What publicly available Vulnerability Databases do we have? Well, I can only say that there are a lot of them and they are pretty different. Here I make an attempt to classify them.

It’s quite an ungrateful task. No matter how hard you try, the final result will be rather inaccurate and incomplete. I am sure someone will be complaining. But this is how I see it. 😉 If you want to add or change something feel free to make a comment bellow or email me@avleonov.com.

The main classifier, which I came up with:

  • There are individual vulnerability databases in which one identifier means one vulnerability. They try to cover all existing vulnerabilities.
  • And others are security bulletins. They cover vulnerabilities in a particular product or products. And they usually based on on patches. One patch may cover multiple vulnerabilities.

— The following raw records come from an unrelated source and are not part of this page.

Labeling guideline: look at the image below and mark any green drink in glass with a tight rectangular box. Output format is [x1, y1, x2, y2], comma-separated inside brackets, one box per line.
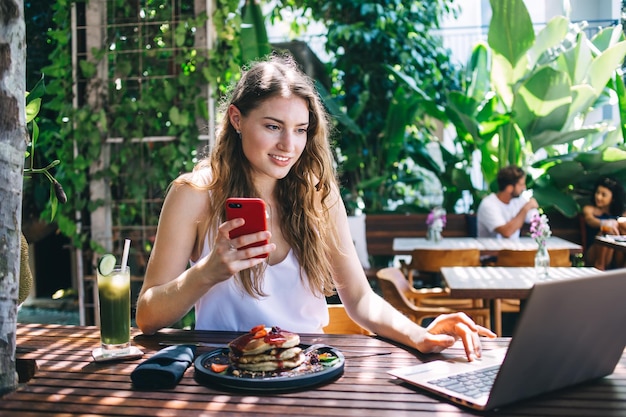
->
[98, 266, 130, 356]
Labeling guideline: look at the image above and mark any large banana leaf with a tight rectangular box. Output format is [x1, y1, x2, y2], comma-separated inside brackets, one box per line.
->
[241, 0, 272, 63]
[488, 0, 535, 67]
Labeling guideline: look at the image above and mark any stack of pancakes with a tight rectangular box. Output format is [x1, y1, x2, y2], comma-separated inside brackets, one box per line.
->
[228, 325, 306, 372]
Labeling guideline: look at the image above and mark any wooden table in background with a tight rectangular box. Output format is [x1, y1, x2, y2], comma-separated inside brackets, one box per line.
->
[595, 235, 626, 252]
[441, 266, 602, 335]
[0, 324, 626, 417]
[393, 236, 582, 255]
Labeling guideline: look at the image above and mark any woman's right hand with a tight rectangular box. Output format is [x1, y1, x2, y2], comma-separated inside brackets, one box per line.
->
[198, 218, 276, 284]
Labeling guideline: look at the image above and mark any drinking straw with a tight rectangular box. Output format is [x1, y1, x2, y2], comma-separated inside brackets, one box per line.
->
[122, 239, 130, 271]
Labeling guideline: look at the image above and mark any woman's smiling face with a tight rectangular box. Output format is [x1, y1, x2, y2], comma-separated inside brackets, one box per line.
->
[229, 96, 309, 184]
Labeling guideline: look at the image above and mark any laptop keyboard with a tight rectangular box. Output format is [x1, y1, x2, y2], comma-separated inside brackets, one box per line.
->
[428, 365, 500, 398]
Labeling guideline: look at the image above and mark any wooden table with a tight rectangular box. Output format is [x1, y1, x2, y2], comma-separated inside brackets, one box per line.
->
[0, 324, 626, 417]
[441, 266, 602, 335]
[595, 235, 626, 252]
[393, 236, 582, 255]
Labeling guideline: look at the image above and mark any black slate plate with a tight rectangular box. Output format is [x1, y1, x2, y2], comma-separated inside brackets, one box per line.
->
[194, 345, 345, 391]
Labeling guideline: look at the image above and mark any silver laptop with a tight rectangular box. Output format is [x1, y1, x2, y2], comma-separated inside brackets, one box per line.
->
[389, 269, 626, 410]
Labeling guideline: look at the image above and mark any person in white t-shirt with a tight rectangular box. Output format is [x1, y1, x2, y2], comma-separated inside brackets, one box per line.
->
[136, 56, 495, 360]
[477, 165, 539, 239]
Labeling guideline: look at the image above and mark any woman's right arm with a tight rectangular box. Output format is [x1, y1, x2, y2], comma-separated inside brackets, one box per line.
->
[136, 180, 276, 334]
[136, 180, 217, 334]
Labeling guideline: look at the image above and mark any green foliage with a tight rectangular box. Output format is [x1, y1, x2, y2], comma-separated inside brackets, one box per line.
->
[29, 0, 240, 254]
[272, 0, 457, 212]
[396, 0, 626, 216]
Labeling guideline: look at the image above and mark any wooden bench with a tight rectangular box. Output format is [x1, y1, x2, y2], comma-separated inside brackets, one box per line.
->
[365, 212, 584, 268]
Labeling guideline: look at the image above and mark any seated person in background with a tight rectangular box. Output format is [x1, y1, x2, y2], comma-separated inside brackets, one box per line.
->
[477, 165, 539, 238]
[583, 177, 626, 270]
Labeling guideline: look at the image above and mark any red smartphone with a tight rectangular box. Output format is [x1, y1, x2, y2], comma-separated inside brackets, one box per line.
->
[226, 197, 269, 258]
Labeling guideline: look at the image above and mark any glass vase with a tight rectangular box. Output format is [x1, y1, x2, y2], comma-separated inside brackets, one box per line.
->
[426, 227, 442, 243]
[535, 244, 550, 279]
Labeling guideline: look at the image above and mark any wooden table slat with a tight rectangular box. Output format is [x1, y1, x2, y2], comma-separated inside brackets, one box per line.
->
[0, 324, 626, 417]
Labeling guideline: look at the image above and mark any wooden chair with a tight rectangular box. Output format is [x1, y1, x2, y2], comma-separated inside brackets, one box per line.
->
[324, 304, 373, 336]
[403, 249, 480, 286]
[376, 267, 490, 327]
[404, 249, 483, 310]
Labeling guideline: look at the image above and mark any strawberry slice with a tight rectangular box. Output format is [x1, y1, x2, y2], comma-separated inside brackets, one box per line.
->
[252, 328, 267, 339]
[211, 363, 228, 374]
[250, 324, 265, 333]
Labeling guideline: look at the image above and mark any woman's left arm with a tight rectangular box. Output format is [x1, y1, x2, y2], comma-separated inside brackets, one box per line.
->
[331, 190, 495, 360]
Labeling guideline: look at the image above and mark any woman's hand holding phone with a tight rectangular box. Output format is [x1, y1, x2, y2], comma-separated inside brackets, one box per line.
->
[226, 197, 269, 258]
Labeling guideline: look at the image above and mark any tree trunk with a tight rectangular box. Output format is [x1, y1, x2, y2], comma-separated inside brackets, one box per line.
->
[0, 0, 28, 394]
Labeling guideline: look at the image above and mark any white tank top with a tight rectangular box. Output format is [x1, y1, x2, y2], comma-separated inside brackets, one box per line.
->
[190, 239, 329, 333]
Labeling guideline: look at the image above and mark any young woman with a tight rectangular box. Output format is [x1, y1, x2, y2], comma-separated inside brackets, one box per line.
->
[583, 177, 626, 270]
[136, 56, 495, 360]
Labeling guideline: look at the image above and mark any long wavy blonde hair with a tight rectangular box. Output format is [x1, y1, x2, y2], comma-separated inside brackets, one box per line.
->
[177, 55, 338, 297]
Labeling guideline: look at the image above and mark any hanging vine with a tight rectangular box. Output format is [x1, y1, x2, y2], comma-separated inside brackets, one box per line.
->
[30, 0, 240, 260]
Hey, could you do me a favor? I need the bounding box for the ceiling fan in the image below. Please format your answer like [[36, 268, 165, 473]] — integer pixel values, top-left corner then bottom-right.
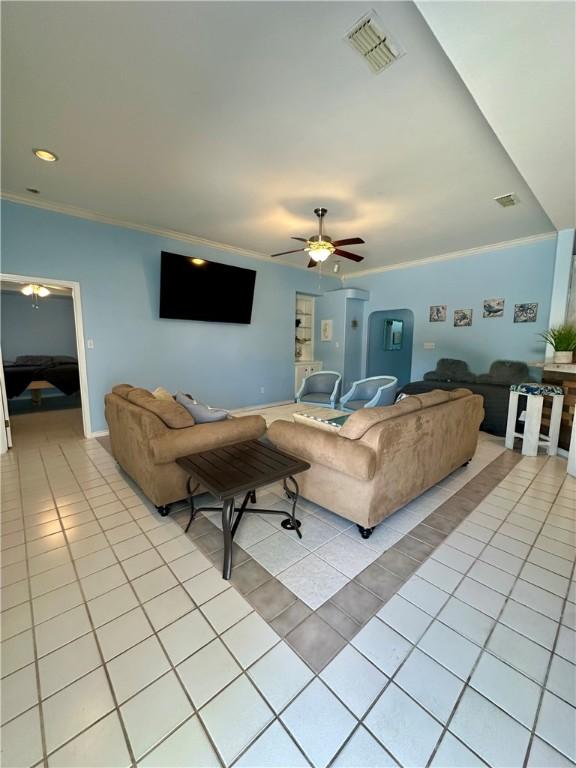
[[272, 208, 364, 268]]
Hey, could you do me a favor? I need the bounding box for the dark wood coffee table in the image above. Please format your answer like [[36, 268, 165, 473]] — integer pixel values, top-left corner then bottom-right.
[[176, 440, 310, 579]]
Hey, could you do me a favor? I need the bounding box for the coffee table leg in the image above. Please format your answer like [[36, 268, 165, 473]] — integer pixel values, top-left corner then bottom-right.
[[184, 477, 200, 533], [222, 498, 234, 580], [280, 475, 302, 539]]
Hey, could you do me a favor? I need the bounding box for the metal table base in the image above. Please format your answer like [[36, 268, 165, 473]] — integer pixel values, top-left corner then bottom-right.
[[185, 475, 302, 580]]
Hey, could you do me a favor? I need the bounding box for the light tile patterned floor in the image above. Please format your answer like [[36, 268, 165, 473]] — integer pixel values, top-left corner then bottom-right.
[[1, 420, 576, 768]]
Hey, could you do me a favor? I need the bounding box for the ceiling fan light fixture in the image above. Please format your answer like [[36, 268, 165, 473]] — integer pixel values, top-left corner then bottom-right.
[[304, 240, 336, 261]]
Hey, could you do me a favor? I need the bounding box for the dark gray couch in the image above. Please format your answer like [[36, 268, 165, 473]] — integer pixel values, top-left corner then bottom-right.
[[401, 358, 534, 437]]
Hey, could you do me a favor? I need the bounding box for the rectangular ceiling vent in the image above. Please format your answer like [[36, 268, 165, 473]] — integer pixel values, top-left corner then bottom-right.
[[346, 11, 404, 74], [494, 192, 518, 208]]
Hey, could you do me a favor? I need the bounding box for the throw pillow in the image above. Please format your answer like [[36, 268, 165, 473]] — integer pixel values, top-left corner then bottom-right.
[[152, 387, 174, 400], [176, 392, 229, 424]]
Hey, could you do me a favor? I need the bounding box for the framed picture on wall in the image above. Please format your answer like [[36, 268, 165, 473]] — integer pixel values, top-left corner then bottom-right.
[[320, 320, 332, 341], [514, 303, 538, 323], [454, 309, 472, 328], [482, 299, 504, 317], [430, 304, 446, 323]]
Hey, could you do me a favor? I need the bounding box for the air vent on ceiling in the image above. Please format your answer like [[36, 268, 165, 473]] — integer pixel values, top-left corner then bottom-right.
[[494, 192, 519, 208], [346, 11, 404, 74]]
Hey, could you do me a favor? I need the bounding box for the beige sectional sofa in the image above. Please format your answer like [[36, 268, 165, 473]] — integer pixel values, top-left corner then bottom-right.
[[105, 384, 266, 514], [267, 389, 484, 538]]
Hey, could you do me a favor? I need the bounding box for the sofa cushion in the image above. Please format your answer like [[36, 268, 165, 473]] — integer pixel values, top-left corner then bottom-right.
[[424, 357, 476, 384], [176, 392, 230, 424], [478, 360, 532, 385], [339, 397, 422, 440], [112, 384, 134, 400], [413, 389, 452, 408], [152, 387, 174, 401], [127, 387, 196, 429]]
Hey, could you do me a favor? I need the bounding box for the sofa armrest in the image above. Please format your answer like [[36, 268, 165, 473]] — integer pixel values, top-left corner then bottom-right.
[[150, 416, 266, 464], [266, 420, 376, 480]]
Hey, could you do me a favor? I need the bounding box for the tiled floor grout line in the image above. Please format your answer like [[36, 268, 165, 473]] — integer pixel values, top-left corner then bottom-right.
[[54, 440, 236, 766], [427, 460, 564, 766], [332, 456, 568, 765], [427, 465, 572, 765], [38, 448, 136, 764], [3, 436, 567, 762], [14, 456, 48, 768], [524, 544, 576, 766]]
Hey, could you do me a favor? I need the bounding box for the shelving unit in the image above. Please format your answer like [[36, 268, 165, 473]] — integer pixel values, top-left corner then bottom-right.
[[294, 293, 322, 392]]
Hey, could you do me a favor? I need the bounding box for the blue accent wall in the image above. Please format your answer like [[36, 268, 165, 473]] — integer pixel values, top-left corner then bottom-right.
[[2, 201, 340, 431], [0, 291, 76, 361], [345, 238, 556, 381]]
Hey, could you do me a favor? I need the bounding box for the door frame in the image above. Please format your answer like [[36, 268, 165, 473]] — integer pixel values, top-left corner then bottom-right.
[[0, 272, 92, 437]]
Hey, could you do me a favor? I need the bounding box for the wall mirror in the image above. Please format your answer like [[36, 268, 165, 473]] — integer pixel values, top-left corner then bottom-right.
[[384, 320, 404, 352]]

I made this diagram with some Vulnerability Databases. Note that I wanted to stay focused, so there are no exploit DBs, CERTs, lists of vulnerabilities detected by some researchers (CISCO Talos, PT Research, etc.), Media and Bug Bounty sites.

Vulnerability Databases classification

For these databases the descriptions of vulnerabilities are publicly available on the site (in html interface or downloadable data feed), or exist in a form of paid Vulnerability Intelligence service (for example, Flexera).

On one side there are databases of individual vulnerabilities, the most important is National Vulnerability Database. There are also Chinese, Japanese bases that can be derived from NVD or not.

On the other side we have security bulletins, for example RedHat Security Advisories.

And in the middle we have a Vulnerability Databases, for which it is not critical whether they have duplicated vulnerability IDs or not.